Whether you’ve seen the Disney+ flagship television series The Mandalorian or not, chances are you’ve still seen or heard of its breakout character, Baby Yoda, who has quickly become a meme sensation thanks to social media.
The character has risen to the strange and often unexplainable world of internet fame, bringing with it, as often is the case, a perfect merchandising opportunity for brands to capitalise on. After all, where there is internet buzz, there are often sales to be made.
Meme sensation drives fashion sales
Since the first episode of the Star Wars spin-off show aired in the US on 12 November - conveniently just ahead of the festive shopping period - 103 Baby Yoda products across womenswear arrived online in the US, predominantly on t-shirts, sweaters and hoodies - that’s according to retail data company Edited. In that same period, 257 menswear products described as 'Baby Yoda' arrived online in the US, with Kohl's, BoxLunch, Walmart and Hot Topic investing the most in the products. Sell-outs and replenishment of Baby Yoda t-shirts and sweaters have already been recorded at Kohl’s and Target.
The show has so far only been aired in the US, meaning UK retailers have a head start to prepare for the launch on 31 March and have stock to promote on Star Wars Day on 4 May, according to Edited. In the UK, fast-fashion retailers Primark - which is known for keeping a finger firmly on the pulse of pop-culture and release related products accordingly - and Missguided are the only UK retailers so far to capitalize on the Baby Yoda hype.
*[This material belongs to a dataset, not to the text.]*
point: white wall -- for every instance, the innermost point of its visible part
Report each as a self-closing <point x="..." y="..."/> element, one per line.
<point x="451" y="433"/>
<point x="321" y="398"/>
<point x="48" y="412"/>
Baby Yoda merch is predominantly being sold in three different ways by retailers: graphic T-shirts - which Edited highlights is the easiest and most popular way to capitalize on the character if you have a license for it; costumes, such as full-body Halloween outfits, hoodies, hats and wearable ears; and nightwear, including onesies, graphic pyjama sets, bathrobes and slippers.
A similar meme sensation from the Guardian’s of the Galaxy Vol 2, called Baby Groot, created a spike in products when the film was released in 2017, and then again in December 2017 during the Christmas period. The US was the main market to capitalise on the character’s viral success, with Walmart in particular stocking up on related items. T-shirts made up 73 percent of arrivals, while nightwear was the second most invested in category at 15 percent. Edited also noted that almost no retailers capitalized on Baby Groot’s hype for communications, with Hot Topic the only retailer featuring the character in emails around the movie release.